In case you missed it, Jeff Lemire and Caitlin Yarsky are collaborating on “Black Hammer: Reborn,” and “Immortal Hulk” is spinning out into the pages of the all-new “Gamma Flight.”

Art by Mike Mignola

– “Hellboy” is being reprinted as a four-book box set omnibus collection. The collection comes with a new wraparound artwork by creator Mike Mignola titled ‘Hellboy: His Life and Times.’ “Because the four books basically cover Hellboy’s life, I tried to show the arc of his life— his birth, his death, and a bit of his afterlife,” said Mignola. “It is kind of exciting to see those four books in one big, heavy lump.” The box set, collecting ‘Seed of Destruction,’ ‘Strange Places,’ ‘The Wild Hunt,’ and ‘Hellboy in Hell,’ releases September 29.

– Archie Comics will release a series of one-shots to mark Archie Andrews’s 80th anniversary this year, beginning with Fred Van Lente and Dan Parent’s “Everything’s Archie.” The comic, out this June, will see the lovable teenager finally declare “his TRUE LOVE… and it’s a very expensive guitar! So, Archie picks up a few extra jobs to make some cash, what could go wrong?! Spies, TV Execs, tech warfare, nothing in Riverdale will be the same! No place is safe when ‘Everything’s Archie!'”
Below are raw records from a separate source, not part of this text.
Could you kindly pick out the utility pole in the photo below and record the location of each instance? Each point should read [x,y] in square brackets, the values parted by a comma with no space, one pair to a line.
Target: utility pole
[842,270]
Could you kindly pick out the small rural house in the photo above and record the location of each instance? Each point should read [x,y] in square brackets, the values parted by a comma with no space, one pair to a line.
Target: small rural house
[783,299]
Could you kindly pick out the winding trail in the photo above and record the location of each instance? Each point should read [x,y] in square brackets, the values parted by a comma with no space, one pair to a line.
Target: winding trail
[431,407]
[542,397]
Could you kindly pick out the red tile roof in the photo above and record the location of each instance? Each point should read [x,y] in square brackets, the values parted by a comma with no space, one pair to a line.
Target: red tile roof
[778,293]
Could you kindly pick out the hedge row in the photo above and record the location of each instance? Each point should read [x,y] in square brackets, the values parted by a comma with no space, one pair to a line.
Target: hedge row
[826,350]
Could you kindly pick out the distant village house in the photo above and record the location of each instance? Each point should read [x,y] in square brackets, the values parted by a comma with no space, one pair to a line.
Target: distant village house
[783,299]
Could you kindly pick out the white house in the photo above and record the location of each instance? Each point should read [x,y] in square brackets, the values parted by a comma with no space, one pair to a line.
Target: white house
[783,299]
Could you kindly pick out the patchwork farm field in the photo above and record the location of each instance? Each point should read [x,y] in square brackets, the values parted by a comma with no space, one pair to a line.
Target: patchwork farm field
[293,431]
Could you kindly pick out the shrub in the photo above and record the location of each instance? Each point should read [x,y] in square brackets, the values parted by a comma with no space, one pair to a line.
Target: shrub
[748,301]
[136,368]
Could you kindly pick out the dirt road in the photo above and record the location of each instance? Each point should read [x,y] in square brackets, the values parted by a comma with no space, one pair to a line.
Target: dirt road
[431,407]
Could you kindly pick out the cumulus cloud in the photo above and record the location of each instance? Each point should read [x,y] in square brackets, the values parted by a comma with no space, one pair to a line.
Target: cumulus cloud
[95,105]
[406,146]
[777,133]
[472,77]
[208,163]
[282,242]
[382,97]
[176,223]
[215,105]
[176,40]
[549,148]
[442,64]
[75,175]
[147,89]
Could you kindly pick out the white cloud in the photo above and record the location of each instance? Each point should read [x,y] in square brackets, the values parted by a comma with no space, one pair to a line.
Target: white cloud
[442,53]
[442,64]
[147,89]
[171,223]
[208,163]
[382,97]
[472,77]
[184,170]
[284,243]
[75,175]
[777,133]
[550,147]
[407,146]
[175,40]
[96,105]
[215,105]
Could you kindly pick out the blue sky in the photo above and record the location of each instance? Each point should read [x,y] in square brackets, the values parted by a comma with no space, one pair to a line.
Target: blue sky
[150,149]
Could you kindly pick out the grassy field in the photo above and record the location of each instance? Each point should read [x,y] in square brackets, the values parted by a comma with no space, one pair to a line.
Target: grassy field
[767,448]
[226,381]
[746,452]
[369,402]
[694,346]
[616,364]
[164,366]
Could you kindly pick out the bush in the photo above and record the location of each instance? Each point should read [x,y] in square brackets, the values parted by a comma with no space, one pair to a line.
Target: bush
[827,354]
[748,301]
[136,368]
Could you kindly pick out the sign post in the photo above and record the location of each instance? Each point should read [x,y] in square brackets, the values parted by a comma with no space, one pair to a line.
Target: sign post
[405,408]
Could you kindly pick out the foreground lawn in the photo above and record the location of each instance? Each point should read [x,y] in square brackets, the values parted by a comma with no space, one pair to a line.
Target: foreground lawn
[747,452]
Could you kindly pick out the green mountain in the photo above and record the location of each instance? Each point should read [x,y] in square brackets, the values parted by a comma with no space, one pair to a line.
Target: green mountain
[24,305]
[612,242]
– Alt-rock band Evanescence are making the leap to comics with their new fantasy anthology series, “Echoes From the Void.” Each issue will adapt different narratives from the band’s songs to the page, as well as other thematically related short stories. The series will begin with a five-issue run, with each issue being 48 pages long. Issue #1, releasing this June, was written by Carrie Lee South and Blake Northcott with art by Abigail Larson and Kelly McKernan, and adapts the songs “Better Without You” and “Wasted On You” from their upcoming album The Bitter Truth. Each issue will retail for US$18.95 as part of a limited 3000-copy first printing.

– Marvel will debut Captain America of the Railways in Christopher Cantwell and Dale Eaglesham, Joshua Trujillo and Jan Bazaldua’s “The United States of Captain America” #1 this June. The character is a member of the LGBTQIA+ community, and the first canonically gay character to use the Captain America moniker. “I really enjoyed designing him, and as a transgender person, I am happy to be able to present an openly gay person who admires Captain America and fights against evil to help those who are almost invisible to society,” said Bazaldua. “While I was drawing him, I thought, well, Cap fights against super-powerful beings and saves the world almost always, but Aaron helps those who walk alone in the street with problems that they face every day. I hope people like the end result!” “The United States of Captain America” will feature a new Captain every issue, celebrating the character’s 80th anniversary in a road trip adventure.

– Kickstarter will be collaborating with the online distributor Bookshop.org, who will serve as a new marketplace for successfully funded books, comics and graphic novels. Bookshop.org will begin by offering a curated collection of comics including “La Voz de M.A.Y.O Rambo,” “21st Century Tank Girl,” “Check Please!,” and more. All profits from Kickstarter’s commission fee will go towards NYC Books Through Bars, a literary charity donating books to incarcerated Americans.

– Brenden Fletcher, the writer behind ‘The Batgirl of Burnside’ and “Isola,” has returned to Twitter after a year dealing with a COVID-19 infection, detailing his experience. “I had to step away from my work, including social media, in order to focus on healing,” he said. “I got infected in Mar ’20, was improving somewhat through June, started getting hit w/ kidney stones in July (15 stones & counting) which caused Covid symptoms to resurface & intensify, vaccine in Mar ’21 finally begun to fully alleviate symptoms.” Fletcher recently received the Pfizer vaccine and is awaiting his booster shot, after which he is hoping to return to comics and his community.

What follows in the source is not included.